It's hard to describe to people who weren't politically aware during the Bush years and some of the Obama years -- there was a very strong war fever then that doesn't exist at all now.
Trump and Biden, neither one are proposing anything like the wars in Afghanistan or Iraq, or even a smaller intervention like Libya. Back between 2001-2003 and longer than that, liberal magazines were talking about taking over middle eastern countries and running their entire gov
Behind most of this war fervor was a real kind of liberal Messianic, this really strong savior complex. If you're not against taking out Saddam, you're with Saddam, it was Kendist foreign policy.
That's basically the definition of neoconservative, they had liberal roots and thought they couldn't achieve their order without huge military force https://twitter.com/flarniganotoole/status/1303518979449745408
This was the editor of The American Prospect's website making the case for the war in Iraq. It was all liberal rhetoric, too -- stopping fascists, deposing a dictator, helping the underprivileged. If you don't agree with this, you are "willing to live with them."
George Packer offered a good review here: America was juxtaposed primarily between fear (of Saddam Hussein) and the assumption that of course Saddam Hussein was the absolute evil so anything was justified in response https://www.nytimes.com/2002/12/08/magazine/the-liberal-quandary-over-iraq.html
I don't think this kind of messianic stance will return to foreign policy anytime soon because of Iraq just like Vietnam changed the trajectory of US history but I do think this messianic attitudes can take many forms. If you don't support action X, you must be okay with Y.

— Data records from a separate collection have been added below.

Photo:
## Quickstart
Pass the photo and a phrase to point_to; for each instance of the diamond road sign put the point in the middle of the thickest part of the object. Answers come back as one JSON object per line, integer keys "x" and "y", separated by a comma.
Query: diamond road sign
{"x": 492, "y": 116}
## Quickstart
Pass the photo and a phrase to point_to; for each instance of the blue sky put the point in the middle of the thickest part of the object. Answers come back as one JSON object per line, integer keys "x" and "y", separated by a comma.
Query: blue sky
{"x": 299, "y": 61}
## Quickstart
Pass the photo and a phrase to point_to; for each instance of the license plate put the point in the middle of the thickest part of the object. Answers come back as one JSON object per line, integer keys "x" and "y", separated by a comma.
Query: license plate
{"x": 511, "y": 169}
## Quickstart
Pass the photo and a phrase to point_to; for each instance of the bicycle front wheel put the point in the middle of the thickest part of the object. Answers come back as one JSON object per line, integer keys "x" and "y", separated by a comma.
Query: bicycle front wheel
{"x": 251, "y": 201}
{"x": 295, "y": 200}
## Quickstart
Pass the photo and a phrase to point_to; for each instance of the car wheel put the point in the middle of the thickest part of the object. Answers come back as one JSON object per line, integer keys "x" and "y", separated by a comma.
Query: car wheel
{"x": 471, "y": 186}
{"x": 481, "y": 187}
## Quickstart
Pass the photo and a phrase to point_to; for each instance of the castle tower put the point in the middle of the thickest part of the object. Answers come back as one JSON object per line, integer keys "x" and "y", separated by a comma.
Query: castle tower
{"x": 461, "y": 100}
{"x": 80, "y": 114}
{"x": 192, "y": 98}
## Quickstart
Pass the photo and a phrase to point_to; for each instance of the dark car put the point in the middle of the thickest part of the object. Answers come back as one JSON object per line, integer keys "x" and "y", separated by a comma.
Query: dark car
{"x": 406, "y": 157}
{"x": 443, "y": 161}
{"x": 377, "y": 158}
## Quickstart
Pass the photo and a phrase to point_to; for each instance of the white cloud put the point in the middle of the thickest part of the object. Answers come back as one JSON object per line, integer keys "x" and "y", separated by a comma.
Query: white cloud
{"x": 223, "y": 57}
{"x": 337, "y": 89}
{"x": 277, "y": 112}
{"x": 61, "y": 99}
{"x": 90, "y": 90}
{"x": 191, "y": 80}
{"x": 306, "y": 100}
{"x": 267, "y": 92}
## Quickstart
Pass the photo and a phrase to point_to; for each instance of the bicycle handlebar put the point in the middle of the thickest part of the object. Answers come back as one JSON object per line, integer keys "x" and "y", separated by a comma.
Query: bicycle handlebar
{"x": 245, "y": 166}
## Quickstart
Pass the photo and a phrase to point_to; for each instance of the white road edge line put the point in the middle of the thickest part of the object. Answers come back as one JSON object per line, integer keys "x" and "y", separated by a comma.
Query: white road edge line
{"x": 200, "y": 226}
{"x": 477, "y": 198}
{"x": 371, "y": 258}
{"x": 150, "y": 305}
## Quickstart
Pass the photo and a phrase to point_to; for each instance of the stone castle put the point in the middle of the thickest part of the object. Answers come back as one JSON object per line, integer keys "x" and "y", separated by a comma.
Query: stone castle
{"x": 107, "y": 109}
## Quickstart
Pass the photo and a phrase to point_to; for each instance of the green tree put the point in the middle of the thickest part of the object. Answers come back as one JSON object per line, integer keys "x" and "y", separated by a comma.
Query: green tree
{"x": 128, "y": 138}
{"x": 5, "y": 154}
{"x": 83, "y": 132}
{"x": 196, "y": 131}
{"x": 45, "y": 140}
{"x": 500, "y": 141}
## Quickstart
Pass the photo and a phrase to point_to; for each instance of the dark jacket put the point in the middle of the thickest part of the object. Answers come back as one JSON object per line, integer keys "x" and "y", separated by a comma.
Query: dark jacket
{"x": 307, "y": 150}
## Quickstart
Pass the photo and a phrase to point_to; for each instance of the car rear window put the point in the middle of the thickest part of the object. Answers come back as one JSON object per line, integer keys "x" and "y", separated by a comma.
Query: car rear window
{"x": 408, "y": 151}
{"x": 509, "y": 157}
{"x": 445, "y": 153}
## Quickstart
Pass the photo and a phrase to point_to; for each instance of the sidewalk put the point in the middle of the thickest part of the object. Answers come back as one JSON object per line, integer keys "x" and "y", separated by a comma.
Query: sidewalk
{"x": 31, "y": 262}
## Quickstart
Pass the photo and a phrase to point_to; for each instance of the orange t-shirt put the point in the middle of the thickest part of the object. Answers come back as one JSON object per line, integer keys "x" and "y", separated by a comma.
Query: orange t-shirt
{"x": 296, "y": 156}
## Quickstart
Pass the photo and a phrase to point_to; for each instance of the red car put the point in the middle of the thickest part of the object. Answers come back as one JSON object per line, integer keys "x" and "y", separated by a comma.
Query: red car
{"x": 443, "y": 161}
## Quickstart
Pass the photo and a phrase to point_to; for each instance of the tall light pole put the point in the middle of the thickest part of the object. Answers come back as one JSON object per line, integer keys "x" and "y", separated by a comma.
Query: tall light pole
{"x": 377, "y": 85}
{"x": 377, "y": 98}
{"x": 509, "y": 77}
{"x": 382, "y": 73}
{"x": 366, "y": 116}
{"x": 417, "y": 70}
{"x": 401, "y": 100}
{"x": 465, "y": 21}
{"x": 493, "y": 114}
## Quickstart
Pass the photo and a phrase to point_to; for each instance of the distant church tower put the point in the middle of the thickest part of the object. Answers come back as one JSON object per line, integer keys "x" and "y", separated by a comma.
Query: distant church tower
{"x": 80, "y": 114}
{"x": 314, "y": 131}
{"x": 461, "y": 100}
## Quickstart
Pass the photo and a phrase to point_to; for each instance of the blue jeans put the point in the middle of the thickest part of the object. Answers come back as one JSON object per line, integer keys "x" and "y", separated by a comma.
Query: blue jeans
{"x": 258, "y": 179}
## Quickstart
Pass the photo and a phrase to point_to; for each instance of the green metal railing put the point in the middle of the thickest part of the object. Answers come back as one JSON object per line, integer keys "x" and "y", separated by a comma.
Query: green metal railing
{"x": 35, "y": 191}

I agree he was one of the world's dictators for sure. But I think the flawed thinking that gripped America was the idea that if you are presented with such a foul situation, anything you do is therefore justified, even if it's foolish, rushed, or illegal https://twitter.com/WndlB/status/1303521743164891136
"This is something liberals should care about -- because liberating the captive peoples of the Mideast is a virtue in itself," Thomas Friedman, Jan 2003. Well as long as it's a virtue, don't have to think about the consequences if you feel virtuous.
So maybe the next time you feel like there's overwhelming pressure to "DO SOMETHING" think through: is the something actually wise? I think the moral panics and hysteria that gripped America in 2001 live on, they just manifest in different ways than an external war.